Pour les experts du Center for Information Technology Policy de Princeton, un centre de recherche interdisciplinaire américain, il s’agit de contraintes qui vont peser sur la façon dont les modèles sont construits. Car les IA génératives se nourrissent de données issues du Web sur lequel se trouvent une infinité d’informations… inexactes, fausses, ou couvertes par le droit d’auteur. Résultat, ces exigences « impliquent de s’attaquer à des problèmes ouverts de l’IA tels que les hallucinations et les biais, pour lesquels il n’existe actuellement pas de solutions efficaces », écrivent-ils. Comprenez : aux exigences d’exactitude, de non-discrimination et de respect du droit d’auteur, les géants du secteur répondent pour l’instant par : on y travaille. Et on n’a pas encore trouvé de solution adéquate. 

Pour certains experts cités dans Foreign Policy, la Chine est prise entre le marteau et l’enclume. D’un côté, elle aspire toujours à devenir une superpuissance mondiale en matière d’intelligence artificielle.
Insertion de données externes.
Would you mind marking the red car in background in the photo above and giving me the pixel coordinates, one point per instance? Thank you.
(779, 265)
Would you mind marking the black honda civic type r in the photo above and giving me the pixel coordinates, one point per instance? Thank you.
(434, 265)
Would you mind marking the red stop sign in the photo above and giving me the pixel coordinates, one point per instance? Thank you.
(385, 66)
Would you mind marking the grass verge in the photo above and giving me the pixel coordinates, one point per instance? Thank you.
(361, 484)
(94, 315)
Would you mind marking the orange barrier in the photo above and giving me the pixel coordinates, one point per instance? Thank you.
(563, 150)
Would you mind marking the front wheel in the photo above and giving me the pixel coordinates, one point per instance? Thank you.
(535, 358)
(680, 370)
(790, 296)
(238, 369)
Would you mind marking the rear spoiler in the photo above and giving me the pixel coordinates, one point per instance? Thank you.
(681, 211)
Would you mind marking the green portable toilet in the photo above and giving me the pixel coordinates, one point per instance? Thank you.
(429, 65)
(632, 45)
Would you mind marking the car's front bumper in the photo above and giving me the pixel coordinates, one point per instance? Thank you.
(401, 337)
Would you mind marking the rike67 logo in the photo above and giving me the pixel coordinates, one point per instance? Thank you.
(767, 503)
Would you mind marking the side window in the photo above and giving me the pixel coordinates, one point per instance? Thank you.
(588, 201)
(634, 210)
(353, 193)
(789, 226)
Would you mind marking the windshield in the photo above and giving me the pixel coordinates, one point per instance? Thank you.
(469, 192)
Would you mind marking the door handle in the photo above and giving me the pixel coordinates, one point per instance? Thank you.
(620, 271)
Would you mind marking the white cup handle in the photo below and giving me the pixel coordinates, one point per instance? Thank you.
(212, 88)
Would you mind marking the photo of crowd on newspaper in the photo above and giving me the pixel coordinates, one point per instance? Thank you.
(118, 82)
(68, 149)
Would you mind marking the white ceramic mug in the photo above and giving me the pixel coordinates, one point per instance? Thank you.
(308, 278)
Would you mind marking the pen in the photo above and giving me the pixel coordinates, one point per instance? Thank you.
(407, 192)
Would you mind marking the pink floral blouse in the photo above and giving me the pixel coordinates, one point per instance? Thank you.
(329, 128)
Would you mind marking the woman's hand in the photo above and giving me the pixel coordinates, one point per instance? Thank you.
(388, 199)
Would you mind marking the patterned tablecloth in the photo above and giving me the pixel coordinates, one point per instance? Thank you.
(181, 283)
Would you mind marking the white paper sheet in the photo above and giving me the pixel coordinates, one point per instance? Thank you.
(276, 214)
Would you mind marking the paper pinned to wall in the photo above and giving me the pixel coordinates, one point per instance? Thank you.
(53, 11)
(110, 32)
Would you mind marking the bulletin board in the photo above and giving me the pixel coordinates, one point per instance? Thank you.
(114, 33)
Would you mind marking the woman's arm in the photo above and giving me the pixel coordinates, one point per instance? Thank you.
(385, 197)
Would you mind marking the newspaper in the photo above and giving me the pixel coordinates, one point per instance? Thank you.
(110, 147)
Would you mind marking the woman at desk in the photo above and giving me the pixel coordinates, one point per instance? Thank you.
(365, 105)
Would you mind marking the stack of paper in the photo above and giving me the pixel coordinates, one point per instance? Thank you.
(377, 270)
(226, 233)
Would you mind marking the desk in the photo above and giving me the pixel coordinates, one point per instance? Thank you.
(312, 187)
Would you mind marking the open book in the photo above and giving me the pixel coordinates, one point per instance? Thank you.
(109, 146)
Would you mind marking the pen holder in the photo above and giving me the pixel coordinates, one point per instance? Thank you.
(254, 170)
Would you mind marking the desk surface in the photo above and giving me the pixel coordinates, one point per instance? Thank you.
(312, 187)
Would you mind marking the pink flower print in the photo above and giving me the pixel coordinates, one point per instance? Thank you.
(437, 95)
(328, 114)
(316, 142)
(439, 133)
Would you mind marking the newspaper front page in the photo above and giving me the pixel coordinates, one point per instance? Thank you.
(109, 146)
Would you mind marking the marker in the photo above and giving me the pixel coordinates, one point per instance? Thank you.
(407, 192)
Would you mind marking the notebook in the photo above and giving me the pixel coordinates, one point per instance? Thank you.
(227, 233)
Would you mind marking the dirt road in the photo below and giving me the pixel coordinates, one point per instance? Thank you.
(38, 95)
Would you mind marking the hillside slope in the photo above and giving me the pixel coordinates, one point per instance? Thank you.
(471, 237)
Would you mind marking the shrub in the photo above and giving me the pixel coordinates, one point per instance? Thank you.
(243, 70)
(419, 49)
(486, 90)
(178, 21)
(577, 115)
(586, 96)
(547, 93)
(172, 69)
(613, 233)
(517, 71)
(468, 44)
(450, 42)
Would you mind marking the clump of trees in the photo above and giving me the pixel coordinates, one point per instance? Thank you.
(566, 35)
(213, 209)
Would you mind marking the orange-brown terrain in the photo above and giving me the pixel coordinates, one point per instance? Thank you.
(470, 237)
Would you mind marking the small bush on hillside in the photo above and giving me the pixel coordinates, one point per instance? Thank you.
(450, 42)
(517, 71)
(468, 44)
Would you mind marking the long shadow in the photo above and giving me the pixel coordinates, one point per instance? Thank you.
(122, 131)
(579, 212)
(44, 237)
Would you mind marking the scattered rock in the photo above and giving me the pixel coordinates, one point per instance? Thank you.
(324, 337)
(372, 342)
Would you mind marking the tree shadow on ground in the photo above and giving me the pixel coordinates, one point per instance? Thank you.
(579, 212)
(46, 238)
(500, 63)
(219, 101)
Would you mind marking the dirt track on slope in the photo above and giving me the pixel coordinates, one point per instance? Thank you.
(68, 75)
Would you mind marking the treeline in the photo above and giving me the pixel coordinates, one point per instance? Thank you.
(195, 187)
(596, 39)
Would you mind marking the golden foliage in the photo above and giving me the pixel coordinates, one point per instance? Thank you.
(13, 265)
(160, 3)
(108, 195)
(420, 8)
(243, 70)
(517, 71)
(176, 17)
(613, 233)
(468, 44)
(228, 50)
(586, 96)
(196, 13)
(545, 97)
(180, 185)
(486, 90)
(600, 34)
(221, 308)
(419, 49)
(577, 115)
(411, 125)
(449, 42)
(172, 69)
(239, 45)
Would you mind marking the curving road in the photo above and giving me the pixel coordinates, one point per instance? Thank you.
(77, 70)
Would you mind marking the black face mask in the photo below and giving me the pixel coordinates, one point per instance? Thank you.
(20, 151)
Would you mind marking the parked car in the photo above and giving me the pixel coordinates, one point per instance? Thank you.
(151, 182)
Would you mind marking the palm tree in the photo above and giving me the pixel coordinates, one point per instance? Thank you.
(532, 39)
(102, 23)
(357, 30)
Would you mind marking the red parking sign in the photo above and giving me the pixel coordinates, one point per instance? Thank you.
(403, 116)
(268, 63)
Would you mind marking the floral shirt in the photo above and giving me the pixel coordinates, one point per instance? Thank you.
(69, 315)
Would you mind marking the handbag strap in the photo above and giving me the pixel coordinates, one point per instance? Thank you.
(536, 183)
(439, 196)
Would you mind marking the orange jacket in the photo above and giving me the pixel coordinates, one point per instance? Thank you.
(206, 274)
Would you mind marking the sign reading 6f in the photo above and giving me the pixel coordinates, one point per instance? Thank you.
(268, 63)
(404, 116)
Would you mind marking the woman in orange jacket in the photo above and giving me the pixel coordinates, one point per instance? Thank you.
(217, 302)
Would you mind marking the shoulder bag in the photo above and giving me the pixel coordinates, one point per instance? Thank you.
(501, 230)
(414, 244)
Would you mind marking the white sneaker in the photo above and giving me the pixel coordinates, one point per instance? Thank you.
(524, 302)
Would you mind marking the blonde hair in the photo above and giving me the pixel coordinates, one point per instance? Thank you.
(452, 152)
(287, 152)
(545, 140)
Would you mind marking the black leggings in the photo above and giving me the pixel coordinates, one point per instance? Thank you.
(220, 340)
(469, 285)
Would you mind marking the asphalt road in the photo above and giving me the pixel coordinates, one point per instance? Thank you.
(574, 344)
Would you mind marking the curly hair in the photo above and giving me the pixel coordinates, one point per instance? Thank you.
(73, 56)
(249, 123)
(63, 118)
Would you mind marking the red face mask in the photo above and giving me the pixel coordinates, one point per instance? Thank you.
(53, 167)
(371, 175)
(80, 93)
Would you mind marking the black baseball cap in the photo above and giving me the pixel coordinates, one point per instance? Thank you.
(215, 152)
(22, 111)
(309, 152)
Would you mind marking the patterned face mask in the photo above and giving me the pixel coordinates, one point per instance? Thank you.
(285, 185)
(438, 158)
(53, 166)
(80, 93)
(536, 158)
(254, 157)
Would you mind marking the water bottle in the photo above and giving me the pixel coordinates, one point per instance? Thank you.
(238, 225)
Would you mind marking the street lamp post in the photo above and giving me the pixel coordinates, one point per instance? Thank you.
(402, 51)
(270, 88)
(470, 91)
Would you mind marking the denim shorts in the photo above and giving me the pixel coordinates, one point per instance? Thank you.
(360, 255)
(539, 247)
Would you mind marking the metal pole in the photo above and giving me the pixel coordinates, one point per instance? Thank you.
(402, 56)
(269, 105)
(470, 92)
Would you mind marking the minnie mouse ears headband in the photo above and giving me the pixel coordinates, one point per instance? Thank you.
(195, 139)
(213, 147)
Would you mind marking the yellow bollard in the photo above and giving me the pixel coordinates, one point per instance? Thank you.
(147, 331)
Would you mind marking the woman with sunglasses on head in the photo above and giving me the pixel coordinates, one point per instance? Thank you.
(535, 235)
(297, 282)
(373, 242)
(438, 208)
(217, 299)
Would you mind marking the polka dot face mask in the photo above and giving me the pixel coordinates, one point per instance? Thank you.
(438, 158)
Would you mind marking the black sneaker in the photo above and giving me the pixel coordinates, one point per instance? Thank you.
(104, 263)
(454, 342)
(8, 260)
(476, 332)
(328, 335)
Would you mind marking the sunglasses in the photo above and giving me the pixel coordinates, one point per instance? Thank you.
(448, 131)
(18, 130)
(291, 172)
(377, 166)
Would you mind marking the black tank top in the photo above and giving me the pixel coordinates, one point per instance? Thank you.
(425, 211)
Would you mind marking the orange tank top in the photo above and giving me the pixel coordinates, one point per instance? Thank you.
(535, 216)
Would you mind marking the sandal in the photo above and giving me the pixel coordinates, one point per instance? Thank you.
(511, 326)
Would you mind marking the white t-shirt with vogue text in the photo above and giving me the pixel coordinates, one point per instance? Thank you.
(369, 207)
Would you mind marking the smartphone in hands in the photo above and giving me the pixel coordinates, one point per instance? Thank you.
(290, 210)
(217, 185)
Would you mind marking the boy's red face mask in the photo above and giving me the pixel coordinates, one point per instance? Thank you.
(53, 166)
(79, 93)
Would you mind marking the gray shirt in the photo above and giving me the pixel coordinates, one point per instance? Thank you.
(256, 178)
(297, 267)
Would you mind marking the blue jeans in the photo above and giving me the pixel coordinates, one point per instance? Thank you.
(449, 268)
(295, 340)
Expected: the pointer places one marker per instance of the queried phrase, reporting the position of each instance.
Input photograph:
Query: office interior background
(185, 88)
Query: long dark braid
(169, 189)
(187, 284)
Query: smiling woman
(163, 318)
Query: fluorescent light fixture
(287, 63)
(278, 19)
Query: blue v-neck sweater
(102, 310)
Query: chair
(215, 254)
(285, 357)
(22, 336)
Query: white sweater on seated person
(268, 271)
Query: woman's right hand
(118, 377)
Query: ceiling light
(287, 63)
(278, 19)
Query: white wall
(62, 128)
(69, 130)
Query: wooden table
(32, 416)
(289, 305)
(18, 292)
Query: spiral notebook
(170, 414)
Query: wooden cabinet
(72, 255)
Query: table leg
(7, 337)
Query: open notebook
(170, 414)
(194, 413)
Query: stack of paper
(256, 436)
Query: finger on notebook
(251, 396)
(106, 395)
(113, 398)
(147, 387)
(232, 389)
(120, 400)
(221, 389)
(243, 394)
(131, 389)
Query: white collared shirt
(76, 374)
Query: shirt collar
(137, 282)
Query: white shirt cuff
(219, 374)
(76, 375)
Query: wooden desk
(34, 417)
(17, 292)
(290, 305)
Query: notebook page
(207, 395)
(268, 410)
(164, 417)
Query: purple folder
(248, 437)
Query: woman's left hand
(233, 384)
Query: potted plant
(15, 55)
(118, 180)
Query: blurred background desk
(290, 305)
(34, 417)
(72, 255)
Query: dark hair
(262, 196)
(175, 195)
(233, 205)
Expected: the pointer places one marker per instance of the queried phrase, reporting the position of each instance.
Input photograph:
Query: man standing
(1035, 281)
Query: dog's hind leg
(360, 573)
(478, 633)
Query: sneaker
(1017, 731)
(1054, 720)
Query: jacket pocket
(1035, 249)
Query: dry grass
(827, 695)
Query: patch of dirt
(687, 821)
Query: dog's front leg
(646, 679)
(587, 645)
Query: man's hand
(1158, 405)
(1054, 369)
L’IA est depuis 2017 un secteur stratégique, ancré dans les nouvelles routes de la Soie. « À côté de la surveillance policière, le pays compte sur l’IA pour fluidifier ses villes aux milliards d’habitants, mais aussi pour pallier le futur manque de main d’œuvre de sa population vieillissante », souligne Emmanuel Lincot. 

Mais de l’autre, ces nouvelles règles risquent d’entraver considérablement le développement et le déploiement de grands modèles de LLM. La Chine prendrait alors un train de retard sur l’Occident dans la course à l’IA, écrivent les experts. La CAC exige des développeurs chinois un niveau de contrôle technique qui n’a été atteint ni par les entreprises chinoises, ni par les leaders actuels du secteur comme OpenAI et Microsoft

Des règles uniquement applicables pour l’IA destinée aux citoyens chinois ?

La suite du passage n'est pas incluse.